Introduction

The first edition of ISO 13528 “Statistical methods for use in proficiency testing by interlaboratory comparisons” was published in 2005 as a complement to the then ISO/IEC Guide 43-1:1997 “Proficiency testing by interlaboratory comparisons—Part 1: Development and operation of proficiency testing schemes.” In 2010, ISO/IEC 17043 [1] was published to replace Parts I and II of ISO/IEC Guide 43:1997, which has preserved and updated the principles for the operation of proficiency testing described in ISO/IEC Guide 43. To bring the document into harmony with ISO/IEC 17043:2010, the second edition of ISO 13528 was published in September 2015 after a technical revision of the previous version. In short, the new edition focuses more on the statistical design and analysis for proficiency testing schemes [2]. New sections are also added to cover procedures for qualitative proficiency testing schemes and various robust statistical methods.

Participating in proficiency testing schemes has become an essential activity of testing laboratories, and it is also a mandatory requirement for seeking laboratory accreditation according to ISO/IEC 17025. Hence, ISO 13528 is an important reference document for proficiency testing providers and testing laboratories alike, especially in the part related to performance evaluation. For instance, from the perspective of the testing laboratories, the prime concern would be whether the outcome of the performance evaluation through the proficiency testing scheme was sound and valid. On the other hand, the proficiency testing providers would have a concern if the statistical methods they adopted fitted for the intended purposes and fulfilled the requirements of ISO/IEC 17043:2010 [1].
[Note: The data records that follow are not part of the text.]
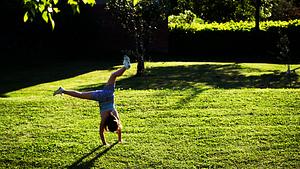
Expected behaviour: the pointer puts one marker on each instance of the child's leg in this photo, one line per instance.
(114, 75)
(81, 95)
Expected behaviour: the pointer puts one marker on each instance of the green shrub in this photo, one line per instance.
(230, 26)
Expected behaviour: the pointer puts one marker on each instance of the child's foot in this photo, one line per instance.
(58, 91)
(126, 62)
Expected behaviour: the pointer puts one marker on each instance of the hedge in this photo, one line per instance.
(234, 41)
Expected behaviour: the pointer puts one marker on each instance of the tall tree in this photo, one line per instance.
(140, 18)
(46, 9)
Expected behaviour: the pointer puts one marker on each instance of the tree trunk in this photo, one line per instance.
(257, 14)
(140, 66)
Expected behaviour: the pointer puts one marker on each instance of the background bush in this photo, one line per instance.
(233, 41)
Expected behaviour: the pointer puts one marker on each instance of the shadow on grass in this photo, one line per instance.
(225, 76)
(16, 77)
(83, 163)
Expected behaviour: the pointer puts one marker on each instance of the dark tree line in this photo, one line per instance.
(226, 10)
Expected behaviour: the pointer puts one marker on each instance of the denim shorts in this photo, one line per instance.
(105, 97)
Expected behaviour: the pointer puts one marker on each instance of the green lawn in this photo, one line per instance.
(180, 115)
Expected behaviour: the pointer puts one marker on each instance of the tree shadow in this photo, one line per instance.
(15, 77)
(82, 163)
(199, 77)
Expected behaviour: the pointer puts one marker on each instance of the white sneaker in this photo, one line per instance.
(58, 91)
(126, 62)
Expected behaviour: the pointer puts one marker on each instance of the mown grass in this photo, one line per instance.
(180, 115)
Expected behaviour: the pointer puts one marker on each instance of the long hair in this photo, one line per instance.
(112, 123)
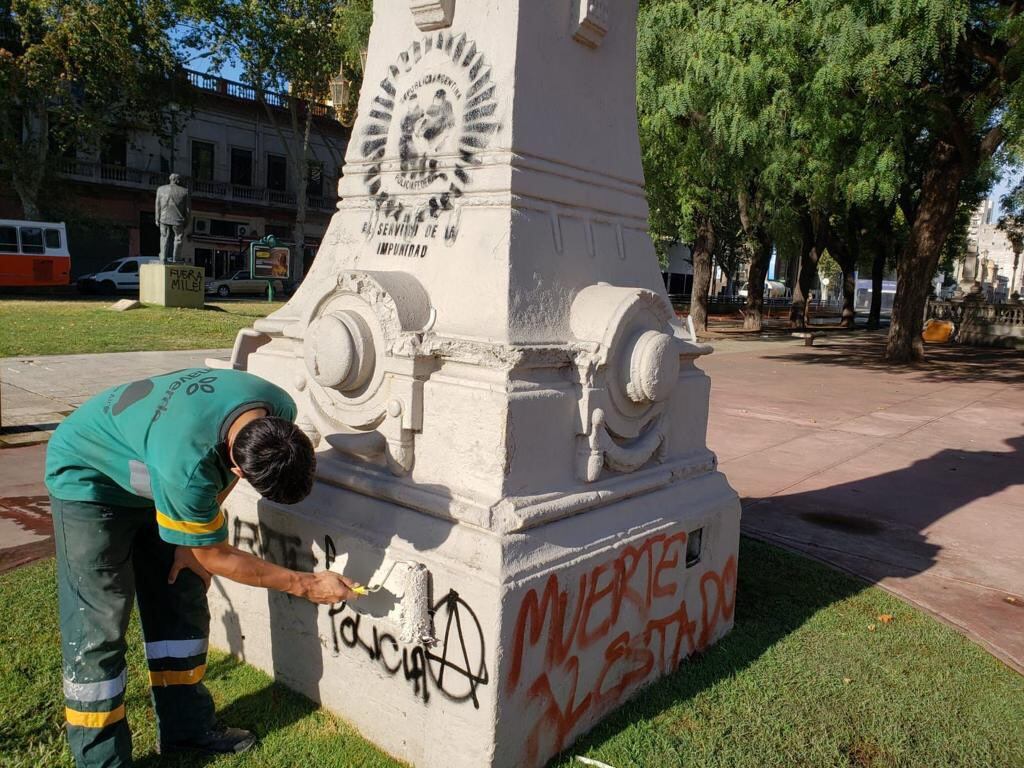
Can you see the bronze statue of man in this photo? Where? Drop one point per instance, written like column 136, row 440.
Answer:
column 173, row 210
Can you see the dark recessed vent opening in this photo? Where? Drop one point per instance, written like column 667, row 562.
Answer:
column 693, row 541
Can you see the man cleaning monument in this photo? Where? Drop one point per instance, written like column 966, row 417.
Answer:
column 136, row 477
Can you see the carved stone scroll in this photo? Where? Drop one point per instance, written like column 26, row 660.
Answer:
column 432, row 14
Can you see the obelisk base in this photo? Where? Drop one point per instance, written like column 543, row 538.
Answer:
column 540, row 634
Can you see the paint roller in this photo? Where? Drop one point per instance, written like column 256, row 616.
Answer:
column 410, row 584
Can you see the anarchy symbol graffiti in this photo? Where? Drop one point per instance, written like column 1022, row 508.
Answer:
column 457, row 665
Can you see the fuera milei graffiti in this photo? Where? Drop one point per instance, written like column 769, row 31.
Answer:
column 633, row 607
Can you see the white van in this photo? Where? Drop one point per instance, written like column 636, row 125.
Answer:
column 34, row 254
column 120, row 274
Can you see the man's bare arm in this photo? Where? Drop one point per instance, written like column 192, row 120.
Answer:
column 222, row 559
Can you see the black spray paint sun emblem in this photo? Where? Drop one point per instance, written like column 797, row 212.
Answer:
column 433, row 116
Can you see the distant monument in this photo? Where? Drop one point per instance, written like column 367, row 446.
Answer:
column 173, row 211
column 500, row 392
column 172, row 283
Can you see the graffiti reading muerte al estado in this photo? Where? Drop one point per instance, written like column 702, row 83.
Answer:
column 630, row 613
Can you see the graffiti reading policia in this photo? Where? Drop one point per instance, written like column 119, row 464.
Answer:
column 455, row 668
column 433, row 115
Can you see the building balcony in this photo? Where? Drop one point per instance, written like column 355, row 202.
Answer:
column 242, row 92
column 137, row 178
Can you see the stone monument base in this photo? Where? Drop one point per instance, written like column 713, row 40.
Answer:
column 540, row 634
column 172, row 285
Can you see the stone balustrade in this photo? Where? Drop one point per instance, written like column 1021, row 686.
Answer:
column 980, row 324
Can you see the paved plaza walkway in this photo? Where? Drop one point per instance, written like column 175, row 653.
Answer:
column 911, row 478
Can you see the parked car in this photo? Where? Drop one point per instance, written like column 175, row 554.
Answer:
column 242, row 284
column 773, row 290
column 120, row 274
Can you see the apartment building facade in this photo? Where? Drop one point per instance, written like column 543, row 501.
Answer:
column 231, row 156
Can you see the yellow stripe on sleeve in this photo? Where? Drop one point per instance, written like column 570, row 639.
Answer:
column 187, row 677
column 183, row 526
column 94, row 719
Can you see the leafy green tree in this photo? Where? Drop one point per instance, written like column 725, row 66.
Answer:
column 73, row 72
column 701, row 70
column 1013, row 226
column 944, row 80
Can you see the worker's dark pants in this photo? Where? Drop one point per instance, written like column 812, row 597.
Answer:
column 107, row 556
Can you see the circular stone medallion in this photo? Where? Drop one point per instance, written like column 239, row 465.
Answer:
column 432, row 117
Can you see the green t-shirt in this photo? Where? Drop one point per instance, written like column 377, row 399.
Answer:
column 161, row 441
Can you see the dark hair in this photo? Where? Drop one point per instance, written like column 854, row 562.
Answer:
column 276, row 458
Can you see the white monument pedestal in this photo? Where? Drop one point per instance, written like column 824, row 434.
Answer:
column 172, row 285
column 500, row 390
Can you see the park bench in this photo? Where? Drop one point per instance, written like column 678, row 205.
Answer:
column 807, row 336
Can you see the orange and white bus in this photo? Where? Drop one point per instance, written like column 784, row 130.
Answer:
column 34, row 254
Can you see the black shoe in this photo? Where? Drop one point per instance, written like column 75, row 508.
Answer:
column 215, row 741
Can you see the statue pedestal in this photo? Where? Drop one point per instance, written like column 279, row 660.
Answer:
column 172, row 285
column 499, row 389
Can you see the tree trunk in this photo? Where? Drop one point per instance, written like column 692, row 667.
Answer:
column 939, row 198
column 1013, row 282
column 807, row 274
column 30, row 169
column 760, row 258
column 301, row 181
column 759, row 248
column 704, row 247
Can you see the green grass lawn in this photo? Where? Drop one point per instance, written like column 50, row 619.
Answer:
column 802, row 681
column 49, row 327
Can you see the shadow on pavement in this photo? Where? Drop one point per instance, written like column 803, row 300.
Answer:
column 950, row 363
column 270, row 709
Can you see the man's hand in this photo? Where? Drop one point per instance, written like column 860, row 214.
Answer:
column 327, row 588
column 224, row 560
column 185, row 560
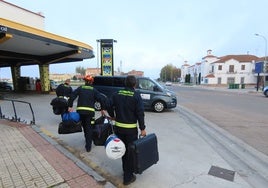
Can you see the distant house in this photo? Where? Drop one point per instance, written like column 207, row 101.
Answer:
column 212, row 70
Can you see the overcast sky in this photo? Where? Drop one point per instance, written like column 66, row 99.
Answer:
column 153, row 33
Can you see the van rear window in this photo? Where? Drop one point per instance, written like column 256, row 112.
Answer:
column 103, row 81
column 119, row 82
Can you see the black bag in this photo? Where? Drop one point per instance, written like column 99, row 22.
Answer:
column 68, row 127
column 59, row 105
column 101, row 131
column 144, row 152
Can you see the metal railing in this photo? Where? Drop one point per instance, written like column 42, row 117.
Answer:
column 15, row 117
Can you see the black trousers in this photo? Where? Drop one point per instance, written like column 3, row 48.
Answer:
column 87, row 128
column 127, row 159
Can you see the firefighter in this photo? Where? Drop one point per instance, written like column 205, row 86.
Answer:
column 87, row 96
column 126, row 108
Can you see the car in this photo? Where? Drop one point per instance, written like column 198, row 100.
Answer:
column 154, row 96
column 6, row 86
column 168, row 84
column 265, row 91
column 53, row 85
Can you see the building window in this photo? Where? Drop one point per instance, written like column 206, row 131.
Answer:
column 230, row 80
column 231, row 68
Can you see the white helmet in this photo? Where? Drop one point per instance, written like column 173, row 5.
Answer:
column 114, row 147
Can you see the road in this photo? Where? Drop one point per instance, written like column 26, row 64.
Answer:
column 243, row 114
column 188, row 148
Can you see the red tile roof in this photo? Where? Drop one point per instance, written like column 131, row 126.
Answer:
column 239, row 58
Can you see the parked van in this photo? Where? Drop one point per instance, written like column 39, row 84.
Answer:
column 154, row 96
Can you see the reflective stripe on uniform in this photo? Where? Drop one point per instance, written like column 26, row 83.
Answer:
column 87, row 87
column 126, row 93
column 85, row 108
column 126, row 125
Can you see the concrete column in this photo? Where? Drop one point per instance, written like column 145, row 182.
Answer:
column 44, row 76
column 15, row 72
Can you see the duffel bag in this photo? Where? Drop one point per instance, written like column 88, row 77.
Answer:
column 68, row 127
column 102, row 129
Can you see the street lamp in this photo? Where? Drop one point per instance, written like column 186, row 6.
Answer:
column 98, row 40
column 264, row 63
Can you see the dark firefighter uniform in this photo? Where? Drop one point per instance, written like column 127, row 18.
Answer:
column 127, row 108
column 60, row 104
column 87, row 95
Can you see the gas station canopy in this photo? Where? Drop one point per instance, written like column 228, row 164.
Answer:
column 23, row 45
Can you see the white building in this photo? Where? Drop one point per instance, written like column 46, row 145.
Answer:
column 212, row 70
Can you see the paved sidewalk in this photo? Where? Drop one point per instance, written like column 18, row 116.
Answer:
column 27, row 159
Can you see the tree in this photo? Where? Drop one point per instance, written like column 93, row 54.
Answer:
column 170, row 73
column 80, row 70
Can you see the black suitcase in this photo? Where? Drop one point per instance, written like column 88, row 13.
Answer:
column 144, row 152
column 101, row 131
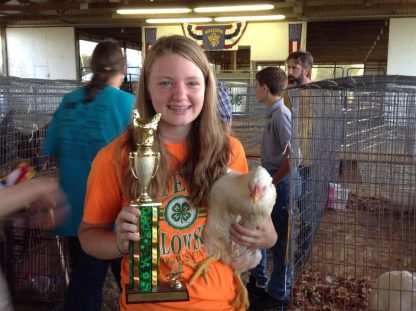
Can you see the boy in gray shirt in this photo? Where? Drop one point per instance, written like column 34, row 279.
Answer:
column 274, row 292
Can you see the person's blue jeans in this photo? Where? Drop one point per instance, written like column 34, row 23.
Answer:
column 87, row 277
column 279, row 284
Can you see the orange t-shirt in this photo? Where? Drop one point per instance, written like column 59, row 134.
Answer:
column 180, row 237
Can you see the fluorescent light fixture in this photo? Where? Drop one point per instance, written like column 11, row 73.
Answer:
column 179, row 20
column 154, row 11
column 234, row 8
column 249, row 18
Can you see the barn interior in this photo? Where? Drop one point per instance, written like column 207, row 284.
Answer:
column 361, row 207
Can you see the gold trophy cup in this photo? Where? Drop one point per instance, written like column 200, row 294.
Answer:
column 144, row 255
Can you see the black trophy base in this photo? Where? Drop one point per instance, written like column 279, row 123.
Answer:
column 164, row 293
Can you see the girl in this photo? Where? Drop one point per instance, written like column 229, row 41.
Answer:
column 195, row 151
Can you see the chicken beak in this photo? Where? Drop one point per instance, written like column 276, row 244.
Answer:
column 255, row 194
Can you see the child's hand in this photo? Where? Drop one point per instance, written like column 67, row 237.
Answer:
column 49, row 206
column 126, row 228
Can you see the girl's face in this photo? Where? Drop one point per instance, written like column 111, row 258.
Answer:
column 176, row 87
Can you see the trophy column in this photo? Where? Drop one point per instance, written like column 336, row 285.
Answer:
column 144, row 255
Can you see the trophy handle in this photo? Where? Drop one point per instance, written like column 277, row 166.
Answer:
column 131, row 164
column 157, row 164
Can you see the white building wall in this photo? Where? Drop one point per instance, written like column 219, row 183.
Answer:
column 268, row 41
column 402, row 46
column 43, row 53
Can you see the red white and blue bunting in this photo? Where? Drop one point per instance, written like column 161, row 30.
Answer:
column 215, row 37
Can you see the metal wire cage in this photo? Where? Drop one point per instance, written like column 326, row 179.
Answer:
column 34, row 265
column 26, row 107
column 33, row 259
column 355, row 219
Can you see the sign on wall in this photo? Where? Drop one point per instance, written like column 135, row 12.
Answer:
column 215, row 37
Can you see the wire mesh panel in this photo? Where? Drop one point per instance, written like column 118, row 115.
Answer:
column 354, row 227
column 34, row 265
column 26, row 107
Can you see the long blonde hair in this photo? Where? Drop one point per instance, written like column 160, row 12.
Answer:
column 208, row 149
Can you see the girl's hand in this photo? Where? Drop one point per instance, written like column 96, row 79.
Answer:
column 126, row 228
column 262, row 237
column 49, row 206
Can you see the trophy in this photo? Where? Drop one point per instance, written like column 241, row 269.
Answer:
column 144, row 255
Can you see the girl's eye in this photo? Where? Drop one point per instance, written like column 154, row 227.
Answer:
column 165, row 83
column 193, row 84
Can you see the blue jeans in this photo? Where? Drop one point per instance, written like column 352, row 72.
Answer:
column 87, row 277
column 279, row 284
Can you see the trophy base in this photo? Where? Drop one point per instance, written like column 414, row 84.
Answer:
column 164, row 293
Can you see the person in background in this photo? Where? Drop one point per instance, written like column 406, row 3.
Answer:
column 274, row 292
column 86, row 120
column 46, row 207
column 225, row 108
column 177, row 82
column 299, row 69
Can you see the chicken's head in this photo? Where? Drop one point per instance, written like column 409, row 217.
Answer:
column 260, row 183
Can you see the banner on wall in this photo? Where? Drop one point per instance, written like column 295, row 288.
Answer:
column 295, row 37
column 215, row 37
column 149, row 38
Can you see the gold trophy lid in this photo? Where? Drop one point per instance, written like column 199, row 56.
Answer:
column 146, row 130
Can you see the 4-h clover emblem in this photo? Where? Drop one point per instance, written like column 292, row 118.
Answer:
column 179, row 214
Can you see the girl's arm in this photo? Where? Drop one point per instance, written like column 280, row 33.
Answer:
column 100, row 241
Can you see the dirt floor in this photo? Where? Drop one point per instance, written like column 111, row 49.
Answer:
column 351, row 249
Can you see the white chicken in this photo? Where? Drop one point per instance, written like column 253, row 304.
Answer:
column 247, row 199
column 394, row 291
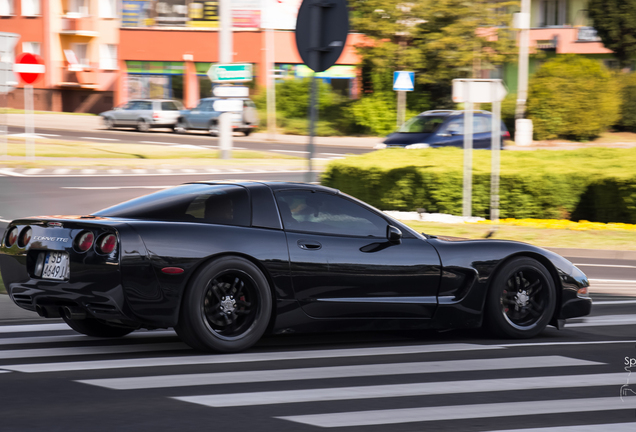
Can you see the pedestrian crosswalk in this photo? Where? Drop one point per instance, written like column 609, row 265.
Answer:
column 418, row 386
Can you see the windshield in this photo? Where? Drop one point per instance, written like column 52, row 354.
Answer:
column 422, row 124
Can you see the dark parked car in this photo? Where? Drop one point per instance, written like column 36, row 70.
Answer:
column 444, row 128
column 205, row 117
column 223, row 263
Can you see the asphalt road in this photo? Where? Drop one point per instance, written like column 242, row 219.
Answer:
column 163, row 136
column 571, row 380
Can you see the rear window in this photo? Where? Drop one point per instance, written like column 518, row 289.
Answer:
column 422, row 124
column 218, row 204
column 169, row 106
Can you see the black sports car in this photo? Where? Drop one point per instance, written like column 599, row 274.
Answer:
column 223, row 263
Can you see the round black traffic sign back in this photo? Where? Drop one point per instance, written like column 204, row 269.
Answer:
column 321, row 32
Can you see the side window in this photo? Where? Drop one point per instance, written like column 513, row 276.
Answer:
column 455, row 126
column 322, row 213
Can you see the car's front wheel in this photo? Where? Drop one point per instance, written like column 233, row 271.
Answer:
column 522, row 299
column 94, row 328
column 226, row 308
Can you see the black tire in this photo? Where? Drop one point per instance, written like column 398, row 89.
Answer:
column 94, row 328
column 109, row 123
column 521, row 300
column 226, row 307
column 142, row 125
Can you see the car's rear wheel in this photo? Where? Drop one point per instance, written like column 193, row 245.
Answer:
column 142, row 125
column 94, row 328
column 226, row 307
column 522, row 299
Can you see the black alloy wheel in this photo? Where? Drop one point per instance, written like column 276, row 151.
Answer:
column 226, row 308
column 95, row 328
column 522, row 299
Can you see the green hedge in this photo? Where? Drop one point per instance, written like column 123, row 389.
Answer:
column 592, row 184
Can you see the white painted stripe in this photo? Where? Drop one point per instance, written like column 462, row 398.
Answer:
column 80, row 338
column 461, row 412
column 405, row 390
column 614, row 427
column 618, row 281
column 166, row 381
column 28, row 68
column 114, row 187
column 605, row 320
column 89, row 350
column 100, row 139
column 33, row 328
column 613, row 302
column 245, row 358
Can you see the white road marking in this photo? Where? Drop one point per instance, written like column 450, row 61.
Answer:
column 33, row 328
column 460, row 412
column 245, row 358
column 188, row 380
column 89, row 350
column 404, row 390
column 100, row 139
column 614, row 427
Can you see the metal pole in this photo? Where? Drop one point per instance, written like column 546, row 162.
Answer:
column 524, row 42
column 271, row 84
column 225, row 56
column 401, row 113
column 29, row 128
column 468, row 152
column 495, row 150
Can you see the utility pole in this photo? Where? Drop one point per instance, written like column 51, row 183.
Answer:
column 225, row 56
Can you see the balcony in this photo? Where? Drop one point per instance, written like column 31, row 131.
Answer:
column 77, row 25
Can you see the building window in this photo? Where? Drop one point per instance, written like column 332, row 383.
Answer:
column 108, row 56
column 30, row 7
column 6, row 8
column 31, row 47
column 107, row 8
column 553, row 13
column 81, row 53
column 79, row 7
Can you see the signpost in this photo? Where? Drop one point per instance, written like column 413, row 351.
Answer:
column 29, row 68
column 8, row 80
column 321, row 33
column 402, row 82
column 471, row 91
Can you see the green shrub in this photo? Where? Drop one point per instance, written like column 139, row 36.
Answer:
column 572, row 97
column 589, row 184
column 628, row 102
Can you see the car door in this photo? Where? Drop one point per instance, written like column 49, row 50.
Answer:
column 343, row 265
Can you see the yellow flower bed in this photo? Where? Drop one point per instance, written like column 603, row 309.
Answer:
column 563, row 224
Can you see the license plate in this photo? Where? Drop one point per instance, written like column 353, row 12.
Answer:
column 55, row 266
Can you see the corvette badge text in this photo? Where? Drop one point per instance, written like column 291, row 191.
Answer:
column 626, row 389
column 43, row 238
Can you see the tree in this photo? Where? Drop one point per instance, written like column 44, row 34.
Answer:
column 438, row 39
column 615, row 23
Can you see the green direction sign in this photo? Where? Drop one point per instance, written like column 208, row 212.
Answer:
column 235, row 72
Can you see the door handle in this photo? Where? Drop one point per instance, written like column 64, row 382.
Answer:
column 308, row 245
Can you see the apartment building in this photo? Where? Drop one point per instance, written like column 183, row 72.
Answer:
column 78, row 41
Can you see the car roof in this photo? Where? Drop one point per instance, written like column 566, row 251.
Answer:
column 274, row 185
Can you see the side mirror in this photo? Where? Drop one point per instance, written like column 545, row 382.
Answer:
column 393, row 234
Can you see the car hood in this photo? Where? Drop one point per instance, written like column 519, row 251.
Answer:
column 400, row 138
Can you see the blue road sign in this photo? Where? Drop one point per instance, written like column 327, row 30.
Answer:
column 403, row 81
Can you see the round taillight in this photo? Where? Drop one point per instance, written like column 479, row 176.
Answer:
column 25, row 237
column 85, row 241
column 11, row 237
column 107, row 243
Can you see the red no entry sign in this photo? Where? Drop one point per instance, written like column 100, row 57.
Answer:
column 29, row 67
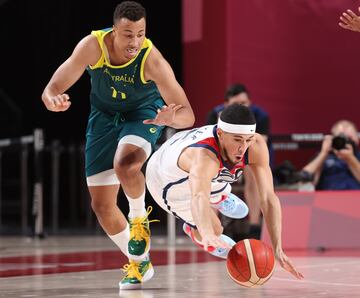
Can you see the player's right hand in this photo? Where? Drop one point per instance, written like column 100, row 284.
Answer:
column 57, row 103
column 211, row 241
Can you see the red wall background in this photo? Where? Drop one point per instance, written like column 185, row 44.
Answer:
column 294, row 58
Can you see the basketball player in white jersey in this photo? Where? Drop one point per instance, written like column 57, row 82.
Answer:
column 193, row 168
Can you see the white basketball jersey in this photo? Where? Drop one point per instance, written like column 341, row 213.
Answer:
column 169, row 185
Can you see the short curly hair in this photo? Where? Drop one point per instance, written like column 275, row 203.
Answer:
column 130, row 10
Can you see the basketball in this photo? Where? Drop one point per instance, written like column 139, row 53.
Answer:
column 250, row 262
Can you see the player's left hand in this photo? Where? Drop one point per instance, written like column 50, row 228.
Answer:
column 165, row 115
column 350, row 21
column 285, row 262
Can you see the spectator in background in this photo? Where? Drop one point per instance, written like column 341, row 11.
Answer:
column 238, row 93
column 337, row 166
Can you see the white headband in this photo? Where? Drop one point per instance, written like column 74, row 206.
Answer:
column 245, row 129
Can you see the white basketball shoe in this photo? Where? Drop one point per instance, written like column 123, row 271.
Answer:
column 231, row 206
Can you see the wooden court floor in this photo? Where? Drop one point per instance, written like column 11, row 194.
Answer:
column 90, row 267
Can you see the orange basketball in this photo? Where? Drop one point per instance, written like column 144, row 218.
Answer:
column 250, row 262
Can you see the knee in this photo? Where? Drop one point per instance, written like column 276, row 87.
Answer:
column 127, row 169
column 218, row 229
column 99, row 207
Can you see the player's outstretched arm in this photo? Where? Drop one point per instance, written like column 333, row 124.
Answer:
column 87, row 52
column 350, row 21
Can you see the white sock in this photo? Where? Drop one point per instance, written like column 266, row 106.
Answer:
column 137, row 206
column 122, row 239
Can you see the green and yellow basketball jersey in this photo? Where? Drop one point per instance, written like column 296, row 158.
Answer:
column 121, row 89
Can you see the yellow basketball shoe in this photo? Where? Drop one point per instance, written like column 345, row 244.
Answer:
column 139, row 243
column 136, row 274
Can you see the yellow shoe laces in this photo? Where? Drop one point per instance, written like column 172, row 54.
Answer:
column 138, row 229
column 132, row 270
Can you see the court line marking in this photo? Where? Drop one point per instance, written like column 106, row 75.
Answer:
column 317, row 282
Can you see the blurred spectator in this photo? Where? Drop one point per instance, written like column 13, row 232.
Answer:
column 238, row 93
column 337, row 166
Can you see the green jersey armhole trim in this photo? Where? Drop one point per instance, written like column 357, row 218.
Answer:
column 99, row 34
column 142, row 76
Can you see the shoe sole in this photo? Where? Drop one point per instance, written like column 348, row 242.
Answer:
column 141, row 257
column 148, row 275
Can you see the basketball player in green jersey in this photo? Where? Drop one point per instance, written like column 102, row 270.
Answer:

This paper attempted to review and discuss the major changes introduced in the new edition of ISO 13528, particularly in the part on statistical design with respect to the objective of proficiency testing scheme and the considerations on assigned value determination and performance scoring. Moreover, procedures provided in the new edition of ISO 13528 for qualitative proficiency testing schemes and various robust statistical methods would be briefly discussed.

Overview

In the first edition of ISO 13528, a flowchart was given showing the activities requiring the use of statistical methods when operating a proficiency testing scheme, which was followed by provision of various methods for the determination of assigned values and deviation for proficiency assessment, and the calculation of performance statistics. In brief, the design simply depended on whether the assigned values and deviation for proficiency assessment were determined before the proficiency test or not. Different from the previous one, the new edition focuses more on statistical design of proficiency testing schemes with respect to the objectives of the schemes as per the requirements of ISO/IEC 17043:2010. In this connection, new sections are added in the new edition covering the general requirements for statistical methods, basic model and general approaches for performance evaluation. There are also additional procedures for qualitative proficiency testing schemes and various robust statistical methods.

Statistical design

According to ISO/IEC 17043:2010, the proficiency testing provider shall plan the proficiency testing scheme according to the intended objective and purpose. Basically, the objective of the proficiency testing scheme would then determine the details of the statistical design, including methods for identifying the assigned values and performance evaluation. However, in setting the statistical design, there should be considerations on the basic model of measurement and statistical assumptions involved. For ease of illustration, a chart showing the flow is given in Fig. 1.

Fig. 1
figure 1

Flow of statistical design for proficiency testing schemes

Objective of scheme

The first edition of ISO 13528 did not mention much about the objective of proficiency testing scheme and its relationship with statistical design. This is because the aim of the previous edition was to provide estimates of laboratory bias of participants through the use of data from the proficiency tests. Among others, consensus values from participant results were commonly taken as the assigned values as this was the simplest approach though there were still concerns and debates on the appropriateness of this approach under some specific conditions [3, 4]. However, the concept in the new edition of ISO 13528 is to evaluate the fitness of the participant’s result which was obtained in the same way as routine laboratory results. Hence, the new edition highlights that proficiency testing schemes might have different objectives and this would lead to different statistical design. Table 1 summarizes the common objectives quoted in the new edition and respective design considerations.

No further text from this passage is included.